In technical jargon, Louisiana Waterthrushes are long-distance, forest-interior, neotropical migrants. They occur in quite a few places along streams in northwest Arkansas, but I always enjoy them especially during trips over to the upper Buffalo. I was thinking about that while reading an email from Judith Griffith at Ninestone Land Trust in Carroll County. March has not even turned to April and she has already seen 9 Louisiana Waterthrushes banded during the course of Leesia Marshall's research there! Ninestone is another special place, period, and especially if you have waterthrushes on the mind.
As pollution problems have become more complex, there has been a growing interest in how water quality is impacted by human land use and especially how some species might serve as biological indicators. Leesia's PhD is entitled, "Territories, territoriality, and conservation of the Louisiana Waterthrush and its habitat, the watershed of the Upper Buffalo National River."
What Leesia found was that as water in Buffalo tributaries became more polluted, nesting territories for waterthrushes became longer; some disappeared. Some of this problem has to do with the impact of pollution on aquatic insect communities. So waterthrushes may be good indicators of biological integrity. As for a host of other neotropical migratory songbirds – how about Kentucky Warbler here -- it is reasonable to infer negative impacts for other native avian insectivores if pollution levels increase in the Buffalo and its tributaries.
Protection of the Buffalo and such places should be a slam dunk, but in fact only 40% of the Buffalo watershed is part of the national river or under other state and Federal ownership. That leaves 60% of the watershed where land clearing and confined animal feeding operations (CAFO; like the hog factory under construction at Mt Judea in Newton County) increase incompatible negative impacts, even when state environmental rules are followed.

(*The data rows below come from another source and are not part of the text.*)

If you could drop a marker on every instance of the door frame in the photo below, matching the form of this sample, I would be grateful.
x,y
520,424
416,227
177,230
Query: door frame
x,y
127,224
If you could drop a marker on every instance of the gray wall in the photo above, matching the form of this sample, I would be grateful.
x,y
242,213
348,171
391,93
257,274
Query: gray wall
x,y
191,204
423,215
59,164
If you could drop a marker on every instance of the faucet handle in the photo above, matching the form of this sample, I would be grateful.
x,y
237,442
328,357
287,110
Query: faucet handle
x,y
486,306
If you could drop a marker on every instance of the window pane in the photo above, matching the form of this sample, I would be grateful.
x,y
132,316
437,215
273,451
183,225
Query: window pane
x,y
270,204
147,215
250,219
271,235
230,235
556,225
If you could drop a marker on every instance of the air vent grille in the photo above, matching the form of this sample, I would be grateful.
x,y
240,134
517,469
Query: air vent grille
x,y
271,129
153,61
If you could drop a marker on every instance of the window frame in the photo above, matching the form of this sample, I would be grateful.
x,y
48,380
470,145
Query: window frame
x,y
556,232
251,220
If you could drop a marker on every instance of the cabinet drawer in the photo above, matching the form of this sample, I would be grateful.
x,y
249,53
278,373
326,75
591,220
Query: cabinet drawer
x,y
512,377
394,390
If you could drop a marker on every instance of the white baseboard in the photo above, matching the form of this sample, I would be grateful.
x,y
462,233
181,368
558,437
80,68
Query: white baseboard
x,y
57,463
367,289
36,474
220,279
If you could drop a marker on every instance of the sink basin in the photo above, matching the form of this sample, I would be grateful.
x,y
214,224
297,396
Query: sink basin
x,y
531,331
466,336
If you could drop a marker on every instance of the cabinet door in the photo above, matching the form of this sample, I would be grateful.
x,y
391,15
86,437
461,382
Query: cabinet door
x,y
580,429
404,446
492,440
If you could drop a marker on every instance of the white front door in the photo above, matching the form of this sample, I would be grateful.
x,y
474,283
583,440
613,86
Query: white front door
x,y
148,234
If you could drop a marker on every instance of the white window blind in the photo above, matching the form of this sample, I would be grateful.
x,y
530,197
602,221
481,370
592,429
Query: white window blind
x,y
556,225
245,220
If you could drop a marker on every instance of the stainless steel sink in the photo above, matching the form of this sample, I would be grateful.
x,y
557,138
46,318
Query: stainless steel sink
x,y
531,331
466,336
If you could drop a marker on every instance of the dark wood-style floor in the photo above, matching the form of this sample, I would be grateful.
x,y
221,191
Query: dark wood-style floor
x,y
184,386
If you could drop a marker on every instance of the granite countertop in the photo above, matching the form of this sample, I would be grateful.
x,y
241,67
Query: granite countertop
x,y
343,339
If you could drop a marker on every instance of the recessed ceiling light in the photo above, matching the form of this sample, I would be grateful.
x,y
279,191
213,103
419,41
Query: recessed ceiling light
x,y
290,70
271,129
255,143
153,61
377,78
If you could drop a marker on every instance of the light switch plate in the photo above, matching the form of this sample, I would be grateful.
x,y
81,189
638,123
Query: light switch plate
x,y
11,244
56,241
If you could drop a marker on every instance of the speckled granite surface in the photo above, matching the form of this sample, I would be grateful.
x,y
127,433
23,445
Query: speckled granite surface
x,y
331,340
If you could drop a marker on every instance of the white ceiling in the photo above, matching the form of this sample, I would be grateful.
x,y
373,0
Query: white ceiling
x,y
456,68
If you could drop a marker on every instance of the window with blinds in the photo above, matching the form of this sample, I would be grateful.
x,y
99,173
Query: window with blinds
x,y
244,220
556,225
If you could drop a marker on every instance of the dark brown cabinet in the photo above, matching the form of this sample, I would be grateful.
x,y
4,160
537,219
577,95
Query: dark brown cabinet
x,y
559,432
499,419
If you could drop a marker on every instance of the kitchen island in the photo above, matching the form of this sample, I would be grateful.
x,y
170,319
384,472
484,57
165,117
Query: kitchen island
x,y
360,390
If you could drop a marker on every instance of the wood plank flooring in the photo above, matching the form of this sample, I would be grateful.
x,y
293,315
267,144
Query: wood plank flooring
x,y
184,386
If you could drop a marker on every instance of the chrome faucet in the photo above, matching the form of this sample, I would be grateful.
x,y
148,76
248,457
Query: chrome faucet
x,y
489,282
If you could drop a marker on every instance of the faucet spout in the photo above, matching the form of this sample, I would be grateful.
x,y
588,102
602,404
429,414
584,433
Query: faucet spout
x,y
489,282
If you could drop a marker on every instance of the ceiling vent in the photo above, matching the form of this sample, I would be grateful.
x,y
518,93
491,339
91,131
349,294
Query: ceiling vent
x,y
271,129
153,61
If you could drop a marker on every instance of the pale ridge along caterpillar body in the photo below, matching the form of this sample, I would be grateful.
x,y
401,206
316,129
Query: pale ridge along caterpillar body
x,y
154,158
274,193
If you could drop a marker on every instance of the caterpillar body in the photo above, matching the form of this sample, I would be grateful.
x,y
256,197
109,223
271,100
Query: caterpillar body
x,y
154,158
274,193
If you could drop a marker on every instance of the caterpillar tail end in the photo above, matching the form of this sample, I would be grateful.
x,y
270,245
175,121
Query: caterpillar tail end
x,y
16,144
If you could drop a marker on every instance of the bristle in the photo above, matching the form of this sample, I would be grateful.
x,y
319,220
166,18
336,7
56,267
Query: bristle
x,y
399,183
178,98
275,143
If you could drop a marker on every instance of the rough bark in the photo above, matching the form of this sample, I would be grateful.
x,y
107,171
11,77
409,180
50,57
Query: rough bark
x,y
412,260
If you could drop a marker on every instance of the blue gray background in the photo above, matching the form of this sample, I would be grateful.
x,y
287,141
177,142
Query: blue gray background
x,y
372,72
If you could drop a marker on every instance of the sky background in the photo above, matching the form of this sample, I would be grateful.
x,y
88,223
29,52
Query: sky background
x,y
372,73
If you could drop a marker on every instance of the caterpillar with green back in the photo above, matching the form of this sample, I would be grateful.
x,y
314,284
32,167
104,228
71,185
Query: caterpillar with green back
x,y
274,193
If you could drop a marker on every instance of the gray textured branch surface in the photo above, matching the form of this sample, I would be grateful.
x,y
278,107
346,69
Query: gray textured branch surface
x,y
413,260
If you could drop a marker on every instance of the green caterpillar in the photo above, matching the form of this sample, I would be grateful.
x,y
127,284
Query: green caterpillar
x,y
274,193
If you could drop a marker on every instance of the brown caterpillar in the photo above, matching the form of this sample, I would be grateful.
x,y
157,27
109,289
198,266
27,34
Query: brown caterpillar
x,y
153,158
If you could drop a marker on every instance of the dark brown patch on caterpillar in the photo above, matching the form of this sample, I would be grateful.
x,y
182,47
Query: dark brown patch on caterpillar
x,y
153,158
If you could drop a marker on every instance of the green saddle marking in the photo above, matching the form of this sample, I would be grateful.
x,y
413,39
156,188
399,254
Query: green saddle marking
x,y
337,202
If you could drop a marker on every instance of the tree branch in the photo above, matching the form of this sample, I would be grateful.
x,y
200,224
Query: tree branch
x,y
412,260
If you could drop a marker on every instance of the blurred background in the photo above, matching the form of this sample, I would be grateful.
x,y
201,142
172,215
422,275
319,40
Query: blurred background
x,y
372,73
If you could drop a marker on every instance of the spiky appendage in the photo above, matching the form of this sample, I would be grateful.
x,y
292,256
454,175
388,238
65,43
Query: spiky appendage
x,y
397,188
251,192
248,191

That's always the rub: millions visit the Buffalo who don't live there but do pay local, state, and Federal taxes and therefore have a legitimate stake in the park and its biological integrity. Local folks who live in the watershed have to have a way to make a living and not all of them can make it off the recreation industry. In terms of conflict and drama, it's a made-for-Hollywood script ready for prime time.
And it is always the same, whether it involves attempts to protect tropical forests from illegal logging or save elephants from ivory hunters -- or in our case, protect this beautiful, native bird-rich, free-flowing river in the far away Ozarks of Arkansas.